That was what there was. Well — my mother owned a copy of The Three Faces of Eve — probably a college textbook she'd kept. But in the gifted program milieu in San Diego in the middle 1970s, Salinger's and Plath's were the only descriptions of depression spoken of, and I did not recognize my experience in either.

I saw in them differences not similarities. Caulfield was avoidant while I was confrontational. He called the authorities "sir", I called them "fat cunt". He got beat up by pimps, I knocked a football player on his ass. Greenwood tried to murder herself and had her asylum experience paid for by a wealthy patron. I was not remotely interested in academe and rode my bike 'cos couldn't afford a car. The Glass family's Park Avenue sophistication contrasted radically with my relatives' hillbilly origins. I did not recognize my world in either of theirs.

More broadly, I was unable to find models for my experience. I didn't know what terms to search for. Thanks largely to Jimi Hendrix I'd heard of "manic depression". Descriptively that term seemed close. I did experience crazyass fluctuations of affect. I knew I was depressed but I was simultaneously angry, and frequently overwhelmed by cascades of jittery electrical energy that left me wanting to run ten miles or ride my bike fifty. Today I think the right diagnosis would probably be Agitated Depression, or Mixed Affective State, or in DSM-V terminology "depressive with mixed features". None of those terms were available then and I was extremely disoriented.

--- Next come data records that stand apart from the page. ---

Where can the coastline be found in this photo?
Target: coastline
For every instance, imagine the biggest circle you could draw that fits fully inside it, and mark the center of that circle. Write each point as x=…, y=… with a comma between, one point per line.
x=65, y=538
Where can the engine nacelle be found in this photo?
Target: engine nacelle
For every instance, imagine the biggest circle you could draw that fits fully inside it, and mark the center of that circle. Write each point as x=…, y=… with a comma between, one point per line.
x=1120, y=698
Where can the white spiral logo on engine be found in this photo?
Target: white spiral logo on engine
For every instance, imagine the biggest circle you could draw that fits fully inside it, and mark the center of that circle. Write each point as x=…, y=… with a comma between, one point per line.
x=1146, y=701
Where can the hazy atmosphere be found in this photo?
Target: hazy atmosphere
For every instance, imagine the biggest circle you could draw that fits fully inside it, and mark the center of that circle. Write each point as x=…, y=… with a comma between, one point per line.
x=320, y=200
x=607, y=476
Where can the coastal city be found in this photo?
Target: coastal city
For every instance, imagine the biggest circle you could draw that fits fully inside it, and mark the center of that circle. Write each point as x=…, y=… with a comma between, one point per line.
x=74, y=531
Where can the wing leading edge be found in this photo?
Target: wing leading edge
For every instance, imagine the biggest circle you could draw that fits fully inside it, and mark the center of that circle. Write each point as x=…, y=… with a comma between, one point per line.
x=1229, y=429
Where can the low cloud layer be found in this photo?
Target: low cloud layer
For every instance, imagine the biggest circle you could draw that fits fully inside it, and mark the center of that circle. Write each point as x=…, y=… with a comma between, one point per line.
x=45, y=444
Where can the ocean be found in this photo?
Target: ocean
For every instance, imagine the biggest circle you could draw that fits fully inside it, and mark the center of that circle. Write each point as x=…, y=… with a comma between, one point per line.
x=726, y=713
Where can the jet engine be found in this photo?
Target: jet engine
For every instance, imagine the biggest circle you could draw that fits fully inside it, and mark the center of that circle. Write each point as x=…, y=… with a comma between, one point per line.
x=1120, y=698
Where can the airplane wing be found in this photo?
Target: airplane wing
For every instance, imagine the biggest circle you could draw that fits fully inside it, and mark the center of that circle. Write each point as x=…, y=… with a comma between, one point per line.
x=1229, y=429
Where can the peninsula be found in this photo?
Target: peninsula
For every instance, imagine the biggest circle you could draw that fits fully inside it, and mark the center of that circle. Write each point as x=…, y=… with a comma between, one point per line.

It was moot anyway as the depression worsened. As symptoms became more classic I was barely leaving my room, so that research was profoundly preempted. I sank hard into lethargy, isolation, lack of interest in food or sex or companionship, inability to use language including difficulty reading or writing, major sleep disruption, weight loss, repulsion from the light of day, desire for darkness, social anxiety, agoraphobia, self-loathing, guilt, self-blame. Despair, inability to make decisions, passivity, resignation. In my little room on Cowley Way, with my books and my surreptitious alcohol or amphetamine or LSD.